“To Grammar’s House” is a regular column by the Boston Globe copy desk on the style and language used in the newspaper.
We copy editors are the goalies of the newsroom. We strive to prevent mistakes from slipping into the paper with the same tenacity Tim Thomas displays while attempting to keep pucks from entering his net. When we fail, we feel as incensed as Thomas feels after he allows a goal, no matter whether what got past us was the equivalent of a screened, 100-mile-per-hour slap shot by a renowned sharpshooter or a long-range floater by an unskilled enforcer.
In hockey-speak, the word enforcer is often used as a euphemism for a more derogatory term: goon. These are players whose raison d’etre is to intimidate and fight, not to dazzle with their stick-handling, skating, passing, or shooting. One fan’s enforcer is another fan’s goon. You get the idea.
As the news copy desk’s resident hockey fanatic, I often was asked to edit Bruins stories that appeared in the A section during the team’s dramatic run to the Stanley Cup title last spring. This was a labor of love. The reports were compelling, peppered with wit, the observations almost always spot-on.
Game 3 of the Stanley Cup final proved pivotal. Vancouver came to Boston leading the series two games to none. In the first period, Canuck Aaron Rome rocked Bruin Nathan Horton with an open-ice hit. Neither player would skate again in the final, Horton because of a concussion, Rome because of a suspension.
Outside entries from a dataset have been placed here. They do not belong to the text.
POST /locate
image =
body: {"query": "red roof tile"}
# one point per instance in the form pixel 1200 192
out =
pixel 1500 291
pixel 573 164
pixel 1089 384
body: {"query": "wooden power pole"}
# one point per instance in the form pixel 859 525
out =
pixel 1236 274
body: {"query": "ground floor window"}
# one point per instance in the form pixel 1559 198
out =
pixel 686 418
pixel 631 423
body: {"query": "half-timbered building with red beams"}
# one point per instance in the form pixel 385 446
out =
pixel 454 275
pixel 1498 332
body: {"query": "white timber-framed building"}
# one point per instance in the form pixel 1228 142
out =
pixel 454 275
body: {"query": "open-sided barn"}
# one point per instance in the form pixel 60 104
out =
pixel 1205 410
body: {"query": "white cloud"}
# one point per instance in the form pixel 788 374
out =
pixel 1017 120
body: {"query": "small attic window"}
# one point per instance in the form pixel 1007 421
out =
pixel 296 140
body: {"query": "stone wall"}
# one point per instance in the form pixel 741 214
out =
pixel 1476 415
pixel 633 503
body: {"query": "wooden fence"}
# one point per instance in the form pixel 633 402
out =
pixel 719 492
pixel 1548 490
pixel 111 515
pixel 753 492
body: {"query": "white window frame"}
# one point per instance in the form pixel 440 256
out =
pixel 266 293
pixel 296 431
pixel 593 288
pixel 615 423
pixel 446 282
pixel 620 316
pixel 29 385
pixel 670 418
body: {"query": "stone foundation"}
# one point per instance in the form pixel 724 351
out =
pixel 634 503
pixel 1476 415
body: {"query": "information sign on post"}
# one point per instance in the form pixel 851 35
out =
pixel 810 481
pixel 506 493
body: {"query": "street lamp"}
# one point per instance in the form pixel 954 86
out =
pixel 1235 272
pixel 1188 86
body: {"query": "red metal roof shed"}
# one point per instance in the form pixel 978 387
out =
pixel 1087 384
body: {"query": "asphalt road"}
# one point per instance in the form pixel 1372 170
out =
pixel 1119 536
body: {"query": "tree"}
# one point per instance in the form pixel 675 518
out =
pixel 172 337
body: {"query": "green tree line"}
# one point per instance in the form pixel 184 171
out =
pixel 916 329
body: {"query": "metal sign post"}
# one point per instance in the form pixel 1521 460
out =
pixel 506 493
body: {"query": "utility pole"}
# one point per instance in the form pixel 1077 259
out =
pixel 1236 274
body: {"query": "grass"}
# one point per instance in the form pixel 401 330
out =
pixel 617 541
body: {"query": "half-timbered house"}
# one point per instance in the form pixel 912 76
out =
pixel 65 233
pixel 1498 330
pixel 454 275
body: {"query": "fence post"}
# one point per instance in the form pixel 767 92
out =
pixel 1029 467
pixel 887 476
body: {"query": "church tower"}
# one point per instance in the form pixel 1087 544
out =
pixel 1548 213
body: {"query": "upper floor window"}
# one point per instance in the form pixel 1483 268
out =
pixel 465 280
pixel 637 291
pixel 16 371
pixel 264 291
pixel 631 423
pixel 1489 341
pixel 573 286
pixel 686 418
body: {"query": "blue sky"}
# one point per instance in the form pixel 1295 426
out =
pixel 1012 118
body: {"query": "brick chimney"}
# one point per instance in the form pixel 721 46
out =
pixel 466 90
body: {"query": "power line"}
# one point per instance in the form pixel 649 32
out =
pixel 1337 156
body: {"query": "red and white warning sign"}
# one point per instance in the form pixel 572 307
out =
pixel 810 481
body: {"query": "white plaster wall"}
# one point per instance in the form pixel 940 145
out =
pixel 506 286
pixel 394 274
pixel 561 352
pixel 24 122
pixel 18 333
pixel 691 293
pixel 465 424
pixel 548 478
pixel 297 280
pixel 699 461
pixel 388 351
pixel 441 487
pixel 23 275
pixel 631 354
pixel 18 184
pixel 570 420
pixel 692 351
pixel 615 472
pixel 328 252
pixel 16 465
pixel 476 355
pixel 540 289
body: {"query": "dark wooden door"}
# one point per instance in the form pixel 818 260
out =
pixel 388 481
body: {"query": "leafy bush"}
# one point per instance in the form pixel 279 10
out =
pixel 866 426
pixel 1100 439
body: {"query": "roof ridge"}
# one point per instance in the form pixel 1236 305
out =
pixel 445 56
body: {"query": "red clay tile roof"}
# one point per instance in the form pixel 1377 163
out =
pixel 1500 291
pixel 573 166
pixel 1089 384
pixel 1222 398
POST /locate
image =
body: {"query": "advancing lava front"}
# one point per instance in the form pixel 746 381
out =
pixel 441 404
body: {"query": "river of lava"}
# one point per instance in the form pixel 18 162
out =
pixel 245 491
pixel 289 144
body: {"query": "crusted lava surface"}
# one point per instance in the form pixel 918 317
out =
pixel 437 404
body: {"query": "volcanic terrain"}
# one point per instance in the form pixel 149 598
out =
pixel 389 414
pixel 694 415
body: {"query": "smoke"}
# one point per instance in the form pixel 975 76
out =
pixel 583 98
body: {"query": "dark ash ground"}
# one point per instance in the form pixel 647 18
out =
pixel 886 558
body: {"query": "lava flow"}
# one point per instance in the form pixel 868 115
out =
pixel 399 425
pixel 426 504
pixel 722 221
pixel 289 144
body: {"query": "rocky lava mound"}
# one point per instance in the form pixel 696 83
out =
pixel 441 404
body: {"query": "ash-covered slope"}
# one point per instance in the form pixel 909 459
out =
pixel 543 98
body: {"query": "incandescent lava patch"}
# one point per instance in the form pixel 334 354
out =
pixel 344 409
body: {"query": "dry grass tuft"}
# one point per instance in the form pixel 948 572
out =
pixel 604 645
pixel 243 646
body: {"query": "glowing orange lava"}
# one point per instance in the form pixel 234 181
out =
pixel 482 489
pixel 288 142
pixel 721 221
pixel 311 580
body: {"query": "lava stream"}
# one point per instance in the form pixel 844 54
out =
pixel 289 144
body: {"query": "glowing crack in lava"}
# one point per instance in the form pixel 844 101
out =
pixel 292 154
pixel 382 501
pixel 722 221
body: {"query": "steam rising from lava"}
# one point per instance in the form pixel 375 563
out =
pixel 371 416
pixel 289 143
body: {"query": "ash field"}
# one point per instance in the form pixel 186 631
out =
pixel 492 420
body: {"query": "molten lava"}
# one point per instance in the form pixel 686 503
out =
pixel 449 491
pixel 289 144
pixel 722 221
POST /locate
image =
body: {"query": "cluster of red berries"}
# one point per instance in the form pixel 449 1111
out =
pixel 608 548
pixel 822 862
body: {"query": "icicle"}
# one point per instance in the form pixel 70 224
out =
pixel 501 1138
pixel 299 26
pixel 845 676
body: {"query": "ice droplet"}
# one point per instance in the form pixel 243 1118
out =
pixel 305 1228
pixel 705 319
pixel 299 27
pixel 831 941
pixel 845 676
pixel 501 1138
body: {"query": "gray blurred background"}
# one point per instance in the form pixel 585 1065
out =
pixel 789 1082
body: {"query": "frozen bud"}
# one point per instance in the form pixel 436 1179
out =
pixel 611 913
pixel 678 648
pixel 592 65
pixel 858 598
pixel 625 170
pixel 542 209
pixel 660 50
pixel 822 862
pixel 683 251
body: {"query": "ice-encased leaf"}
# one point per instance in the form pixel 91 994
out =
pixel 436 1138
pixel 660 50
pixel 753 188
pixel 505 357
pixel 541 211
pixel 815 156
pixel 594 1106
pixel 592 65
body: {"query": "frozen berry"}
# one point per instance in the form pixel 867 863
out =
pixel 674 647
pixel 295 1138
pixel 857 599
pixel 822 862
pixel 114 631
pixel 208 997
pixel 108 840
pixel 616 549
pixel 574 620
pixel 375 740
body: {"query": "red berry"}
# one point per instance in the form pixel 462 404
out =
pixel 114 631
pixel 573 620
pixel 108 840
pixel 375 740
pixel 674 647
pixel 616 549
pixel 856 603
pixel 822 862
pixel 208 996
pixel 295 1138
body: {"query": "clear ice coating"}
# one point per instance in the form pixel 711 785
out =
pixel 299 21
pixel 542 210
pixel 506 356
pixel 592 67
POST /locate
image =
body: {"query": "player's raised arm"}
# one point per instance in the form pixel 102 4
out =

The inspired Bruins roared back to win the series in seven games.
In his report after Game 3, a writer, perhaps sickened by the hit, referred to Rome as a goon. I removed the apposition.
A colleague who read the column for the final time before it was printed questioned that decision as deadline bore down on him like Milan Lucic on a wandering goalie. A versatile, vigilant teammate (think Patrice Bergeron), my colleague instinctively did what the Bruins center would have done had he opted to pursue a career in the far less lucrative field of journalism and found himself in our slot editor’s shoes: He did some quick fact-checking, and within a few clicks discovered that Rome had scored merely two goals and had accumulated 111 penalty minutes in his NHL career.
Ah, but there are lies, damn lies, and statistics, to borrow a phrase popularized by a famous author. Rome is a defensive-minded defenseman whose main responsibility is to prevent pucks from entering his team’s net, and one should not expect him to score a lot of goals. Furthermore, Rome’s 111 penalty minutes were earned over 131 NHL games. In the NHL, a player receives a five-minute penalty for a fight and a two-minute penalty for a less violent infraction. Armed with this knowledge, even your typical math-challenged journalist wouldn’t need a calculator to figure out that Rome was spending, on average, less than a minute per game in the sin bin. In a sport in which collisions are common and often violent, Rome did not have a reputation as a dirty player.
Equally troubling was the fact that in the next paragraph, Bruin Shawn Thornton was referred to as, you guessed it, an enforcer. According to hockeyfights.com, a bible for fisticuffs fans, Thornton has been involved in 118 NHL fights (including preseason, regular season, and playoffs), and Rome has fought eight times.
Suffice it to say, I felt we could justifiably be accused of bias if Thornton were to receive the more honorable appellation enforcer one graph after Rome was called a goon.
The word goon, I’m happy to say, did not get into the paper. But copy editing is a team sport. Colleagues have caught many a mistake I’ve missed, improved headlines I’ve written, et cetera. We’re a team of goalies, so by the time the final edition is printed, our save percentage should be 1.000. In other words, nothing should get by us, including bias, even if unintentional.